Orta Vadeli Program’ın (OVP) çerçevesinin yatırım, üretim ve ihracat ağırlıklı bir büyüme olduğunun altını çizen Yılmaz, şöyle devam etti: “Bunu sağladığınızda dezenflasyonist bir şekilde büyümeyi de sağlamanız mümkün. Amacımız istikrar içinde sürdürülebilir kapsayıcı bir büyümeyi gerçekleştirmek, bu da OVP’nin ana çizgilerini oluşturuyor.”
Tek hane hedefi
Bu yıl enflasyon tahmininin yüzde 65 düzeyinde olduğunu hatırlatan Yılmaz, “Enflasyonu kademeli düşürerek 2026 yılında tek haneye inmesini bekliyoruz. Enflasyonda aylık bazda daha düşük rakamlar gelmeye başladı. Yıllık etkisini gelecek yıllardan itibaren görmeye başlayacağız. Yıllık enflasyondaki ciddi düşüşü gelecek yılın ortalarından itibaren görmeye başlayacağız. Bu konuları çalışırken Merkez Bankamızla birlikte çalışarak belirli anlayış içinde hareket ediyoruz. Enflasyondaki bu perspektifimizin yanı sıra yatırım, istihdam, üretim ve ihracat perspektifini de hiçbir zaman göz ardı etmiyoruz” ifadelerini kullandı.

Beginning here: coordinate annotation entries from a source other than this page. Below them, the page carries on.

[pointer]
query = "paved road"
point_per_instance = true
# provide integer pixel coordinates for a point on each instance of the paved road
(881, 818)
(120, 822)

Üretimi destekleyen girişimci devlet
İSO Başkanı Erdal Bahçıvan, Türkiye’nin büyük hedefleri olan bir ülke olduğunu belirterek, “Daha hızlı ve daha kaliteli bir ekonomik büyüme, toplumsal refahın artışı, bürokratik engellerin azaltılması, ihracatımızın artması ve daha nitelikli bir kompozisyona kavuşması sadece iş dünyamızın değil bu ülkede yaşayan herkesin ortak dilek ve beklentisidir. Türkiye’nin önümüzdeki dönemde yüksek teknoloji sanayi ürünlerini yüksek yerlilik oranı ile üretebilmesinin yolu özel sektörü destekleyecek uzun vadeli, bütüncül ve akıllı politikalardan geçiyor. İşte bu noktada ‘girişimci devlet’ tezi eşliğinde özel sektör-devlet iş birliği ve üretim ekonomisini destekleyecek ‘yenilikçi finansmanın’ önemi ortaya çıkıyor” dedi.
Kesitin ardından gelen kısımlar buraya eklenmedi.